Perspicacité — AI-Powered Scientific Literature Research Assistant

Perspicacité (French for "insight") helps scientists, researchers, and students search, understand, and organize academic literature using AI grounded in real research papers.

Features

Multi-database search — Semantic Scholar, OpenAlex, PubMed, arXiv, HAL, DBLP, and more
Unified content pipeline — Retrieves structured full text (PMC JATS XML, arXiv HTML), PDFs, or abstracts with quality-based priority routing
5 RAG modes — From fast KB retrieval to multi-cycle agentic research and systematic literature surveys
Knowledge base management — Import from BibTeX, add papers by DOI, semantic search within your collections
MCP server — 8 tools exposed via Model Context Protocol for integration with AI agents (Mimosa, SmolAgents, etc.)
REST API — Full JSON API for chat, KB management, conversations, and literature surveys
Local-first — Data stays on your machine; only API calls go to LLM providers

Quick Start

Requirements

Python 3.12+
uv (recommended) or pip

Install

git clone <repository-url>
cd perspicacite_v2
uv sync --dev

Configure

cp .env.example .env
# Edit .env — add at least one LLM API key

Provider	Get a key at
DeepSeek (default)	platform.deepseek.com
OpenAI	platform.openai.com
Anthropic	console.anthropic.com

Run

uv run perspicacite -c config.yml serve

Open http://localhost:8000 in your browser.

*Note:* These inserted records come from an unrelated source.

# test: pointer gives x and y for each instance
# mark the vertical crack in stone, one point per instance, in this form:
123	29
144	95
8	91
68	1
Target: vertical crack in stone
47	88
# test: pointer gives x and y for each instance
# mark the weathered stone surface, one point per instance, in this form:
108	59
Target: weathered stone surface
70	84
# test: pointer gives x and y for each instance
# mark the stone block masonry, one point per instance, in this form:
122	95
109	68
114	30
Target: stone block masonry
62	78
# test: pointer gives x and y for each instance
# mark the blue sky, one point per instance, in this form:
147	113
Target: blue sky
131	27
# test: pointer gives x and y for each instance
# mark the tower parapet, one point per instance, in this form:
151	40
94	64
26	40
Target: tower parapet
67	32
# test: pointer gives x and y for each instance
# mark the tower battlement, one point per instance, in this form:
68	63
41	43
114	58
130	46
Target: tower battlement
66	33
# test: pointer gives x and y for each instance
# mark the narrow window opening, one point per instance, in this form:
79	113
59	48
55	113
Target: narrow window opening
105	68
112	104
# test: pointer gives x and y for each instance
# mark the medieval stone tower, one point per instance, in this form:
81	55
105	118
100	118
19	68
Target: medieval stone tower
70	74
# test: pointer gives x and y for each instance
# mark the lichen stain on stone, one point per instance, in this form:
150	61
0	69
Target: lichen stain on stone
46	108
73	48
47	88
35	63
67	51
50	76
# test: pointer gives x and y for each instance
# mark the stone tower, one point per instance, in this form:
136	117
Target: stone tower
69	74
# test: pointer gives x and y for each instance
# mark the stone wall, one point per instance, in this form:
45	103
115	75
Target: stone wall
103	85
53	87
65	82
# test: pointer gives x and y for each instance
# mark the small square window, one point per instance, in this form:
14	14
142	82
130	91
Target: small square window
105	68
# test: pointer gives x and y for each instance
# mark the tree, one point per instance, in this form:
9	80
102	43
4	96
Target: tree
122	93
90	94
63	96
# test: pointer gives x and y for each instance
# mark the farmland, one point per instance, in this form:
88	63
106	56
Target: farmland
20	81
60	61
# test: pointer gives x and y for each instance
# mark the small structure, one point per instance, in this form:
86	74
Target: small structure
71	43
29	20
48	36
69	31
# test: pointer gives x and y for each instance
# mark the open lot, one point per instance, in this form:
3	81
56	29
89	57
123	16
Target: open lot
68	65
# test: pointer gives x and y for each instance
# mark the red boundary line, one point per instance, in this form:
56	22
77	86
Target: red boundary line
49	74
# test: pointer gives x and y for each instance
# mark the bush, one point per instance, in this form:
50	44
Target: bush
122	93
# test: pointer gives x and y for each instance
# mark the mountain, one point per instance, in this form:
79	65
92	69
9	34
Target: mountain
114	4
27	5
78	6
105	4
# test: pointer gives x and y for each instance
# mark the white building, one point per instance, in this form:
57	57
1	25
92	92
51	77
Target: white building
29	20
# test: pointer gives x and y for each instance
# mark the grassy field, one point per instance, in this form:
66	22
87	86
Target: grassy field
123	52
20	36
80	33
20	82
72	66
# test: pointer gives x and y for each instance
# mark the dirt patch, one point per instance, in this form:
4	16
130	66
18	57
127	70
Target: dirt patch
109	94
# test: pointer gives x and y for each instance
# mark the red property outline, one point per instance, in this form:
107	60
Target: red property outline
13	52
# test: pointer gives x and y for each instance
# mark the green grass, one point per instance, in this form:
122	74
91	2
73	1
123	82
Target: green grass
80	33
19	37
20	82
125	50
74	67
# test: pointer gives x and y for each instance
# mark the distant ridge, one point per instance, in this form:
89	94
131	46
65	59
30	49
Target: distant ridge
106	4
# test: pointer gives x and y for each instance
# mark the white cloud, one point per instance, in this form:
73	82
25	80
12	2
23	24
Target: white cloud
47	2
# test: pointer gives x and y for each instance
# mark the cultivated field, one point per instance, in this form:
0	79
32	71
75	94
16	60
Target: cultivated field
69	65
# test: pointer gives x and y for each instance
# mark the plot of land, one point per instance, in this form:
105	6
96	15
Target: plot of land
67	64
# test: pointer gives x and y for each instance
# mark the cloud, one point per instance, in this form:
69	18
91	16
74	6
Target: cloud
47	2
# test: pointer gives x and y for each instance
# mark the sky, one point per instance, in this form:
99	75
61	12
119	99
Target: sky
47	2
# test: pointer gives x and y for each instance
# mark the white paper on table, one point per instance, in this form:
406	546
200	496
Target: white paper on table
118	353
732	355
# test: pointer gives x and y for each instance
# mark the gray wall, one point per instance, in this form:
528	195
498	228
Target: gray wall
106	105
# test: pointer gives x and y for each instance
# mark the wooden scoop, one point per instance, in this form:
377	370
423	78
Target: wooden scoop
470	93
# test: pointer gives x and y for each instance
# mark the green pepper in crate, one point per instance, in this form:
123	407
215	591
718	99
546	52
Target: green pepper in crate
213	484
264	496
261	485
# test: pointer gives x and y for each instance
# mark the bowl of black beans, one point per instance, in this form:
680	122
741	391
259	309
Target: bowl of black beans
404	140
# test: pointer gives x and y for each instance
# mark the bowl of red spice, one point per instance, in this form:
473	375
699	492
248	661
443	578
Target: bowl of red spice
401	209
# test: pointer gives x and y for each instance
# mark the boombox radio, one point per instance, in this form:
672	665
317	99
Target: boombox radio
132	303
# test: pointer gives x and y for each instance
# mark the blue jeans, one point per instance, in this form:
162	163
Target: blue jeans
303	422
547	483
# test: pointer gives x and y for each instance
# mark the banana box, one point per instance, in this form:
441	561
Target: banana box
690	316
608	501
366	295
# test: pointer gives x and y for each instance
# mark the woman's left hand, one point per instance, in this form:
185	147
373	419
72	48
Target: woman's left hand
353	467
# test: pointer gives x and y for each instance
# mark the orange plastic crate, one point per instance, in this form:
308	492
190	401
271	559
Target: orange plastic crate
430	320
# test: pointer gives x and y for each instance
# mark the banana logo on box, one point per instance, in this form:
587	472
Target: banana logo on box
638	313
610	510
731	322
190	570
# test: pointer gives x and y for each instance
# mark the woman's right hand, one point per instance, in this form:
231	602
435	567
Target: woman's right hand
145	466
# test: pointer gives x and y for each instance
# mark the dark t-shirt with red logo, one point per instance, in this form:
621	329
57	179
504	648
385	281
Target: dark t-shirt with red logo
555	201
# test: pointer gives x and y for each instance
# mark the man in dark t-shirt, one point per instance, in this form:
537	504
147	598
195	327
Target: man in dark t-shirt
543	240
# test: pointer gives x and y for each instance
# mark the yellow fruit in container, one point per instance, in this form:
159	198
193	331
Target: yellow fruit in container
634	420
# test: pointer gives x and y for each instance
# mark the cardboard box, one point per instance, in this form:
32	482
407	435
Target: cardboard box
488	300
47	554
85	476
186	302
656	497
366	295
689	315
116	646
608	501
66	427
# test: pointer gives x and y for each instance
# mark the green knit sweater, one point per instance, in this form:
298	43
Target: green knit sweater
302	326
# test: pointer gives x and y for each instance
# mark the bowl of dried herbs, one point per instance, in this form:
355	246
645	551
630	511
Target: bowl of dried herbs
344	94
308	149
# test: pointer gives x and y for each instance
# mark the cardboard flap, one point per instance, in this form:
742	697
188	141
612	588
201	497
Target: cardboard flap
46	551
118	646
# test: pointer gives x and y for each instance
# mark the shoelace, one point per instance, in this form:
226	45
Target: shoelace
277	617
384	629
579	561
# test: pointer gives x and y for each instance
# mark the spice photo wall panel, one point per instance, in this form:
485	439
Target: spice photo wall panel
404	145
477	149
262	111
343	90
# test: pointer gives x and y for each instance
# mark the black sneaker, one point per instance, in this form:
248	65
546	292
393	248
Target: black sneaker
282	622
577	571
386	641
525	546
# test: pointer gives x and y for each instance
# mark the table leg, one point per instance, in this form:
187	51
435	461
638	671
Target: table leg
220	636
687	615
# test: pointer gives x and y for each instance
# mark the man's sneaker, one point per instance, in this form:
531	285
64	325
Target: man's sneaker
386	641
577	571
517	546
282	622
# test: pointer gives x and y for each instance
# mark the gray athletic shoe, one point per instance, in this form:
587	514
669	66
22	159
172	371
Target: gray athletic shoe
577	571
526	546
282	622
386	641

The MCP server runs on the same port at /mcp. Use --no-mcp to disable it.

How to Use Perspicacité

Using the Web Interface

1. Choose Your Knowledge Base (or Don't!)

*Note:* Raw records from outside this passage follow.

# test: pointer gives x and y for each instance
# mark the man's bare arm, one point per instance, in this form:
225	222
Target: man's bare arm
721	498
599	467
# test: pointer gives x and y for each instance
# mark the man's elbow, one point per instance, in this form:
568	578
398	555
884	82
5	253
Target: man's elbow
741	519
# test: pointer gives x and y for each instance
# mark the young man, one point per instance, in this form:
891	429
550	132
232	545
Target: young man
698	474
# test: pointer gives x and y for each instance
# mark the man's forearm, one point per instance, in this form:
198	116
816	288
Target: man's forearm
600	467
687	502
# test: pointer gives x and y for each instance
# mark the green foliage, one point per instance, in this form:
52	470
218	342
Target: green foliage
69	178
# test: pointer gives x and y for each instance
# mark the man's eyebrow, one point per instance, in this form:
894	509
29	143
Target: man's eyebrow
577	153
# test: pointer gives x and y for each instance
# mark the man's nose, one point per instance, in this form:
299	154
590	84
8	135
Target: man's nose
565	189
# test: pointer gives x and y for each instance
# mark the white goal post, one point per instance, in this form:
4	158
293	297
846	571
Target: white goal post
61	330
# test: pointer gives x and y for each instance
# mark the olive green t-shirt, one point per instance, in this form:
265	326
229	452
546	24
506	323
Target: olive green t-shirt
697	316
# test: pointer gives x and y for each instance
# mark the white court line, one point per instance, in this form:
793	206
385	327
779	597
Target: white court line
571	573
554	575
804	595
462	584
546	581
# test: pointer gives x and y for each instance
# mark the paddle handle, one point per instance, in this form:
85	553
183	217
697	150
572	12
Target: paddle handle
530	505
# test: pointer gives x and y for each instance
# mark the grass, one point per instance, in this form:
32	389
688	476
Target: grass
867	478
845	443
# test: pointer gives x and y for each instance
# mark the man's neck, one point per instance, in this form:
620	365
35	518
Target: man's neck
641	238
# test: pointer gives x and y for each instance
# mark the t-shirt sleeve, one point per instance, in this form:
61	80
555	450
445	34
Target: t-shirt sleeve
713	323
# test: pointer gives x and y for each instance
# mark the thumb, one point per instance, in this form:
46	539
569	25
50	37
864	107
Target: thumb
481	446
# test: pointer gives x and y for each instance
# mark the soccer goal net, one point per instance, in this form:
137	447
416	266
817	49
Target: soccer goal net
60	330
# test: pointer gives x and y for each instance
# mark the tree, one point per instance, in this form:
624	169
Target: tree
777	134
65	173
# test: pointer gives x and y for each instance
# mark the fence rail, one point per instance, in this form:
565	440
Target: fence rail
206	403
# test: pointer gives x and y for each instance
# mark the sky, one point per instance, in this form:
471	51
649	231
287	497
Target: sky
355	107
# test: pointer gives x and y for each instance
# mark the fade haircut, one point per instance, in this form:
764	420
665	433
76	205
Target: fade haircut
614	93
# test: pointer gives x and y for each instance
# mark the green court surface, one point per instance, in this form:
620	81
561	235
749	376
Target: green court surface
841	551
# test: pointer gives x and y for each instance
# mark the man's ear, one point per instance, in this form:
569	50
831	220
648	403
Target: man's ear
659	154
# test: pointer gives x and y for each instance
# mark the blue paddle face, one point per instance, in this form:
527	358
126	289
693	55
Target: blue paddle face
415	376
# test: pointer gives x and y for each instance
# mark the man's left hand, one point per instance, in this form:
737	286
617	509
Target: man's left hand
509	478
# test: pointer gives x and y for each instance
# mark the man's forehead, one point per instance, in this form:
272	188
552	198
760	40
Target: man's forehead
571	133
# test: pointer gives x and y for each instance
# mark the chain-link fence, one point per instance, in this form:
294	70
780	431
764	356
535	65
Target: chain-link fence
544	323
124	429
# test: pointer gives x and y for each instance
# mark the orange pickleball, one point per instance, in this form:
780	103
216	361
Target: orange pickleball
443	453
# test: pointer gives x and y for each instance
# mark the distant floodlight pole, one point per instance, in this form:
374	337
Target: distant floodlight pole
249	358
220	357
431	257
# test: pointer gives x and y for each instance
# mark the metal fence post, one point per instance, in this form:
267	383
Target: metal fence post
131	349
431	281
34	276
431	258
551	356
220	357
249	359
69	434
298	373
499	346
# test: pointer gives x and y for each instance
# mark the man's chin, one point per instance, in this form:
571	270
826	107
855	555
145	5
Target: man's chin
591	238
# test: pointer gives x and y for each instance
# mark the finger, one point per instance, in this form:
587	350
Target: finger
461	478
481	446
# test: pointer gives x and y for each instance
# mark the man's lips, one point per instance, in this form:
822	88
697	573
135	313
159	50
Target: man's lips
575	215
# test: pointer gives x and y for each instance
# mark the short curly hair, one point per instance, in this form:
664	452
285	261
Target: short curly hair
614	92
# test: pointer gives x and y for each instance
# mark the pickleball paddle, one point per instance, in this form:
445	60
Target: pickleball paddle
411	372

In the left sidebar, you'll see a "Knowledge Base" section:

"No KB (web search only)" — Searches the entire web for papers
Your own KBs — Searches only papers you've added

To create a new Knowledge Base:

Click "+ Create new KB"
Enter a KB name and drag-and-drop a .bib file
Click "Create from BibTeX" to import papers

2. Ask a Question

Type your research question in the chat box. Examples:

"What are the effects of green tea extract on metabolism?"
"How is feature-based molecular networking used in metabolomics?"
"Compare transformer models to CNNs for medical imaging"

3. Choose a Mode

Select a mode from the dropdown. See the RAG Modes table below for details.

4. Review the Answer

Perspicacité will:

Show its "thinking process" (click to expand)
Search relevant papers
Filter and score them for relevance
Download full texts when possible
Generate an answer with citations

5. Save Interesting Papers

At the bottom of each response, you'll see papers found during research. Click "Add to KB" to save them to your knowledge base.

Building Your Knowledge Base

Method 1: Import from BibTeX

Export your references as BibTeX from Zotero, Mendeley, or EndNote
Click "+ Create new KB", drag your .bib file, enter a name
Click "Create from BibTeX"

Method 2: Add Papers from Search Results When Perspicacité finds papers during research, click "Add to KB" on any paper.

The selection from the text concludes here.